Following the event, EBI secretary-general Philip Easthill said: “We are committed to strengthening our work with the EU institutions, our members and stakeholders in order to contribute to common challenges at European level. We look forward to advancing discussions around trade, environment, circular economy, skills and the Single Market in our second decade. Getting economic and environmental sustainability right is crucial for our sector to grow, provide jobs and further develop. Clean and healthy oceans and seas are the lifeblood of our industry.”
Felix Leinemann (Head of Unit, European Commission DG Maritime Affairs and Fisheries) - “In the context of the European Green Deal, we will need to balance growth in nautical tourism with sustainability. I appreciate EBI’s commitment to work with the Commission on several sustainability elements: climate change, circular economy, respect for the environment, and especially our cooperation towards developing a European concept for the recycling of end-of-life recreational craft.”
Tiziana Beghin (Member of the European Parliament) - “The recreational boating industry is a key economic activity and employer for many regions across Europe, including the region of Liguria where I come from. Key for the industry is its export orientation where the EU has an overwhelmingly positive trade ratio. It is crucial for us as policy-makers to support this development and ensure that European companies can continue to grow by removing tariffs and trade barriers.”

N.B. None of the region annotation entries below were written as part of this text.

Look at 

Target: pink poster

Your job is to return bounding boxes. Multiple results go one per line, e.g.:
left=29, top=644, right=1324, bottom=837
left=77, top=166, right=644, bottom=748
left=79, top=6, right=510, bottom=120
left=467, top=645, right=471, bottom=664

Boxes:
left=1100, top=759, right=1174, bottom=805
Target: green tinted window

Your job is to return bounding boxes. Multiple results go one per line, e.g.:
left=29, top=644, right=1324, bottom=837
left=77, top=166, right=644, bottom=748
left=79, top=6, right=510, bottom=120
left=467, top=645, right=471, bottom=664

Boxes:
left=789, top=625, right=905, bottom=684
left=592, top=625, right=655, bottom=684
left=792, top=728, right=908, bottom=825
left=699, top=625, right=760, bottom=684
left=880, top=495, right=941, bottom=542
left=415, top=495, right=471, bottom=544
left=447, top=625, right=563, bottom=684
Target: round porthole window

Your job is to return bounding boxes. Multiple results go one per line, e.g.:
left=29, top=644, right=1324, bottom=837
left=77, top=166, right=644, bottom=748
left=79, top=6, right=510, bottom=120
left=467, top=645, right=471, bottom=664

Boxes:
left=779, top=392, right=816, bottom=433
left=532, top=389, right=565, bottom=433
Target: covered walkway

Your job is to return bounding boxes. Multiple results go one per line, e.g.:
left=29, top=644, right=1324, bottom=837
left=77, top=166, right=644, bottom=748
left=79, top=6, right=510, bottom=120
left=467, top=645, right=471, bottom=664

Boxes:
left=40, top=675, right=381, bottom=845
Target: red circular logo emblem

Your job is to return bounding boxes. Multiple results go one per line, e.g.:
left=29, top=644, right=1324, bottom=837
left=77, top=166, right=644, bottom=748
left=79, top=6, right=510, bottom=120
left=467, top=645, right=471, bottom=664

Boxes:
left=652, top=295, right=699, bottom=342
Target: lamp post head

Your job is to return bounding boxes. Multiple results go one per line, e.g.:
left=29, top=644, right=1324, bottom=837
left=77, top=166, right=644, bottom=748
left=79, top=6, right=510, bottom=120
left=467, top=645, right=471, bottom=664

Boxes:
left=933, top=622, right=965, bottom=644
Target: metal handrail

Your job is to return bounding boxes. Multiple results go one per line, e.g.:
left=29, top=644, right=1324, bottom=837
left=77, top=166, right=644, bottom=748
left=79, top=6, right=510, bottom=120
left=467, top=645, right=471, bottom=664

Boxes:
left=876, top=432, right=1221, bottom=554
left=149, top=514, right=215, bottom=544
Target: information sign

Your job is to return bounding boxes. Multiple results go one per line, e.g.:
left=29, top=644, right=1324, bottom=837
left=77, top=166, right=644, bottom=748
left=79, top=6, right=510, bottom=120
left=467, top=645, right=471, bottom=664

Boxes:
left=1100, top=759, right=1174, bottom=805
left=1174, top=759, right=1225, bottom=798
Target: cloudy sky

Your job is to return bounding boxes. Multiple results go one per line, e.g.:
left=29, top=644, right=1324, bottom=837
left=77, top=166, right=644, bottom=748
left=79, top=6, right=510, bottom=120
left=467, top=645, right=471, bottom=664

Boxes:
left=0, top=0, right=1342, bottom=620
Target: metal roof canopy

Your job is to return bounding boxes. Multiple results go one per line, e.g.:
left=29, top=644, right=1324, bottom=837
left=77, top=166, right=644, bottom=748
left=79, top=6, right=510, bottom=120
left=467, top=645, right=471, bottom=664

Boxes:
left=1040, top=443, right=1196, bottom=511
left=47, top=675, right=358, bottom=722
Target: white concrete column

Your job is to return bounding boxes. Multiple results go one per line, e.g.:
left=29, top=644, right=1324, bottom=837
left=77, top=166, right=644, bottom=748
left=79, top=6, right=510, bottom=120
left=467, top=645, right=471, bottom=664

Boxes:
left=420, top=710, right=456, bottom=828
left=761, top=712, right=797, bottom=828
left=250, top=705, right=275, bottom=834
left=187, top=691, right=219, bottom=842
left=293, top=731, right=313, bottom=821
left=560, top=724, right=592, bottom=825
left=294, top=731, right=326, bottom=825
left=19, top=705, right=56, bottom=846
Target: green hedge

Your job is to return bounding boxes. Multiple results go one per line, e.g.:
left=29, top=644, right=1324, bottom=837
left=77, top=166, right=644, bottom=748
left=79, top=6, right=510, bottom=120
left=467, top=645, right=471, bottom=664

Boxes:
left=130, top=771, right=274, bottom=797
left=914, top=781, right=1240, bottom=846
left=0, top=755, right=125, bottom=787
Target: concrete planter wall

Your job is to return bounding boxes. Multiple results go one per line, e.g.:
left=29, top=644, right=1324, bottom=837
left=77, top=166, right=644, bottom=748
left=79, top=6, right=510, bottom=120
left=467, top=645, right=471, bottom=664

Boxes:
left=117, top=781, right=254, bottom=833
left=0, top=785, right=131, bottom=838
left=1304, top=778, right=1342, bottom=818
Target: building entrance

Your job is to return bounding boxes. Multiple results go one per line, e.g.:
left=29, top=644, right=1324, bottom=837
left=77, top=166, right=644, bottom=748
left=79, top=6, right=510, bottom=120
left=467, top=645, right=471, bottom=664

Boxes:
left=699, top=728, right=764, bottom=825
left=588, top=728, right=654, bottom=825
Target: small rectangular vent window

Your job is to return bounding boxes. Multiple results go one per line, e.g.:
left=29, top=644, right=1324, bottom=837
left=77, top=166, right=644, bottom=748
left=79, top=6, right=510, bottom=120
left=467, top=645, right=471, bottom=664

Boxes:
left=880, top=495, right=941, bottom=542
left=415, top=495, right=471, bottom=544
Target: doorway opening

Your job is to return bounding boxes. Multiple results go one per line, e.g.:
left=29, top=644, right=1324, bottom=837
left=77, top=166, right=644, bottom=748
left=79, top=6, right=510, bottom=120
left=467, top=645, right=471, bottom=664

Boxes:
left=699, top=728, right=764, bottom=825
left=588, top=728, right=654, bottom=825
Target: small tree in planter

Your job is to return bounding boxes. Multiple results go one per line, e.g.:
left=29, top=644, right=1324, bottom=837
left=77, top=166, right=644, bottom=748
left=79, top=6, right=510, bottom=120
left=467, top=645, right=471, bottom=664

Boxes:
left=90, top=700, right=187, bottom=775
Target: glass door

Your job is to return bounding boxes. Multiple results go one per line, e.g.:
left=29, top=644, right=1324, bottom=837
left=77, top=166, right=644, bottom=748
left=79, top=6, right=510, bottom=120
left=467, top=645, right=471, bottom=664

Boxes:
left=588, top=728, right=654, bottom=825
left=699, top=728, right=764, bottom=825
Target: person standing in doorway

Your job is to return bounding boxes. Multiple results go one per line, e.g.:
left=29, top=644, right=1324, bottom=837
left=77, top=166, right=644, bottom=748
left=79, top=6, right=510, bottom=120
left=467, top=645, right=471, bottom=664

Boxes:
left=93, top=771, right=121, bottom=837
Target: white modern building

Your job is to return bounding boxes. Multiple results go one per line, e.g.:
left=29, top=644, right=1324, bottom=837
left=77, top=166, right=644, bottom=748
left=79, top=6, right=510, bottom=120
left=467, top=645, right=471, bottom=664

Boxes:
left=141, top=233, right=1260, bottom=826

Sebastian Nietupski (President, POLBOAT) - “One of the major challenges for our industry is that customers are getting older and younger generations have a different approach. As is happening with cars, bikes and houses, sharing is becoming the new norm and the same is true for boating. The sharing economy has the benefit to make boating even more accessible, but it forces producers to adapt their strategy in a new and wider way. A boat will not just be a boat - it will be a full-service package including financing and maintenance. This shift from product to service will be crucial for the EU to take into account when looking at its future industrial policy and extending the single Market.”
Mirna Cieniewicz (Director, Groupe Beneteau) - “Being sustainable is no longer a question, it is just about how to get there. Life-cycle assessment, eco-design, advanced production processes and materials are all areas to be investigated. We need more of this together with the support from the EU institutions to ensure progress is made across all the Single Market for the boats and their equipment. Having contributed to the creation of European Boating Industry as first-ever Secretary-General 10 years ago and now working for Europe’s largest boatbuilder, Groupe Beneteau, I am delighted to participate in these discussions at a European level within EBI.”
Boguslaw Liberadzki (Member of the European Parliament) - “The boating industry has a positive economic impact for Europe as I have clearly seen at the example of my own country Poland. As Member of the European Parliament, my vision for the coming years is to support and develop the boating industry and ensure it can thrive and grow across Europe. Ensuring coherence between sustainability and providing the basis for growth is the duty of the European Parliament and all EU institutions.”
Dr Anne-Cécile Dragon (Policy Officer, WWF EU) - “The coming years are crucial to protect our ocean and the resource base on which a sustainable Blue growth depends. Integrated maritime policies, sustainable financial and investment flows, as well as ecosystem-based Marine Spatial Planning are all important means to ensure an environmentally sustainable development of blue economy. WWF looks forward to working with the EU institutions and stakeholders, such as the European Boating Industry to make this a reality.”